When embarking on a journey somewhere, do you create a detailed route plan in advance or just set off in the general direction and rely on signs along the way to get you to your destination? Most of us probably combine the two approaches – we tend to take a look at the overall route beforehand and then follow signs to keep us on course once we’re on route.
Either way, as long as we’re not late in arriving (or at least we’re within an acceptable window), it doesn’t really matter how we got there. Or does it?
Customers are happy – what more is there?
We can look at the supply chain and wholesale journey in the same way. If you get the right products where the customer wants them at the right time, it doesn’t really matter how you’ve achieved it. Right?
Well, no, not really. Because there must be a balance between the continuous, demand-driven planning that focuses solely on the customer and the long-term periodic S&OP that delivers process efficiency and ongoing supply capabilities. Without that balance and optimization, you’re missing out on opportunities to impact your bottom line.
The benefit of long-term periodic planning
Your lead time is longer than customer order time – no consumer is willing to wait the time it takes to source an item. So, some, or all, of your replenishment has to take place prior to any customer purchase decisions. The process has to be proactive rather than purely responsive.
Where the aim is the right stock, in the right place, at the right time, forecasting demand determines how to achieve this at minimal cost. When and what should you be purchasing or manufacturing and where does it need to be positioned to meet your projected customer demand? Without access to a baseline forecast from periodic check-ins with long-term S&OP, it is impossible to set and manage company objectives and make appropriate investment decisions.
The benefit of continuous responsive planning
Having said that, forecasts are estimates, not reality, and unexpected and unplanned for events will always occur. Waiting a month, week, or even day, to re-run your periodic plan will not align with meeting your clients’ needs as their behaviour and drivers change. In times of demand volatility, when the question is ‘When can you deliver it?’, the answer needs to be satisfactory in order to maintain service levels and avoid losing business.
And this is where continuous planning becomes essential. It allows you to identify a problem or opportunity, determine either an optimal, or at the very least, a feasible solution and quickly execute a response. Demand-driven planning is where your agility and resilience come to the fore.
Strive for more than ‘good enough’
The reality is, that whilst your business is hitting your service levels, you’re likely to be satisfied with just getting by.
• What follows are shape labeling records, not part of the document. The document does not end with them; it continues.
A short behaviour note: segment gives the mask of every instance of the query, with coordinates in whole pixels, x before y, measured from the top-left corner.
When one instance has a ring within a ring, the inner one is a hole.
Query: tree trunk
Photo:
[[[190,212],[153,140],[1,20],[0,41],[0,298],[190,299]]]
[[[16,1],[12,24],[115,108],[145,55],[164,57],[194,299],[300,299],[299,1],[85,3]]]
Your approach is clearly working (to a degree) and if it ain’t broke, don’t fix it. But does paddling like mad to move in a consistent direction, relying on a mass of spreadsheets, ad hoc conversations and long hours to deliver results feel comfortable? Does drafting period plans and then shelving those S&OP processes when they get overtaken by events and you realise you’ve managed somehow feel optimal?
No. Because ‘good enough’ could always be better and that improvement could deliver a valuable impact to your bottom line. To quantify it, the benefits of optimization and enhanced S&OP processes running alongside the continuous everyday responsive planning look like this:
Rather than settling for good enough and not questioning the approach that is delivering your results, maximise the opportunities available to you by enjoying all of the benefits of optimization. Your results will be improved, and you’ll have a far smoother journey delivering them.